Marriage, Sex and Divorce

Scripture says that marriage is a God-ordained institution that involves a life-long vow between a man and a woman (e.g. Gen. 2:24; Mic. 2:14) and sex is prohibited outside of this bond (e.g. 1 Cor. 6:15-7:5; Rom. 1:26-27). While scripture permits divorce in rare cases (e.g. Mt. 5:31-32, 19:3-9; 1 Cor. 7:15), we will first encourage reconciliation to a couple that's in trouble by exhorting them to rely upon God's readiness to forgive sin and restore lives (e.g. Mt. 19:3-9; 1 Cor. 7:10-16).

Corporate Worship

We will do our best not to focus on our own preferences in the style of music, use of art or other forms of worship, but focus on giving God glory and learning His truth (e.g. 1 Cor. 11:17-34).

Men & Women's Involvement

Both men and women will be welcomed by the leadership to serve in staff positions, lead small groups, lead worship, serve communion, baptize, teach and serve as deacons and in all of our ministries. While scripture says that only men will serve as elders/pastors (e.g. 1 Timothy 3:2 and Titus 1:6), this practice should by no means dissuade women in our church to lead in any other venue and share their wisdom, gifts and commitment to fulfilling the church's mission.


Scripture includes many instances where alcohol is moderately consumed and doesn’t prohibit drinking alcohol (e.g. Deut. 14:26; Jn. 2:6-10; 1 Tim. 5:23).  Therefore, we are free to drink in moderation. However, scripture also commands us to be disciplined in order to avoid the sins of: drunkenness, alcoholism, violating governmental laws (such as under-age drinking) and becoming a stumbling block to the weak by refusing to love them well by abstaining (e.g. Ecc. 10:17; Eph. 5:18; Rom. 14:21; 1 Cor. 10:23-33; 1 Pet. 2:13-17).


Scripture requires us to love as Christ has loved us by rescuing fellow Christians from sin in order to promote repentance and peace (Js. 5:19-20; 2 Cor. 5:18-20‪). So, from the outset of a conflict or offense, we will begin by removing any sin in our lives (Matt. 7:5) and praying for God’s wisdom (Js. 1:5).
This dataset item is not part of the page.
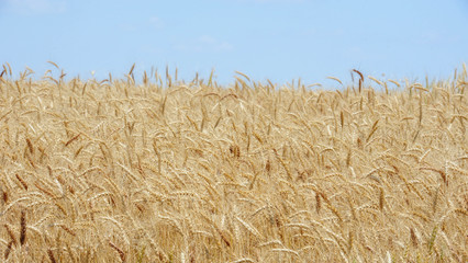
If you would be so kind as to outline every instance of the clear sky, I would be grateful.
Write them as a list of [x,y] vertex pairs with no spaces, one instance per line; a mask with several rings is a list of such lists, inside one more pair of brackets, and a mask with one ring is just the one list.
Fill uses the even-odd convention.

After that will we maturely approach the offender with a spirit of gentleness (Gal. 6:1) and follow the process that Jesus suggested in Matt. 18:15-17. This scripture tells us to first address the offender alone about his sin for the purpose of restoration. If that fails, we are to go to the offender again with one or two others in order to establish the charge with witnesses and bring him to repentance. If that doesn’t succeed, Jesus instructs us to “tell it to the church” (meaning Christians only, which is different from our public worship gatherings which include non-Christians). Since the elders oversee the church, they will lead the process at this point and may bring the matter before Redeemer’s Partners as a final effort to restore the offender. Should the offender still persist, Jesus tells us to ”treat them as a Gentile and tax collector” or non-Christian and therefore he will be excluded from communion (1 Cor. 11:27-32) and Partnership with Redeemer. If the offender could continue to harm others, cause division or jeopardize our Gospel mission to the world, the elders may also remove him from attending Redeemer (Titus 3:10;1 Cor. 5). Finally, if the offender is an elder himself, he will be rebuked in front of all Redeemer attendees (1 Tim. 5:17-20). Again, our aim is to restore the offender to a right fellowship with God and His church. So, at any point, if the offender repents, we will re-affirm our love, forgive, comfort and seek to prevent him or her from being overwhelmed by excessive sorrow (2 Cor. 2:7-8).

*Since issues that threaten church unity rise & fall over time, it is expected that the leadership of RCC will update this statement from time-to-time.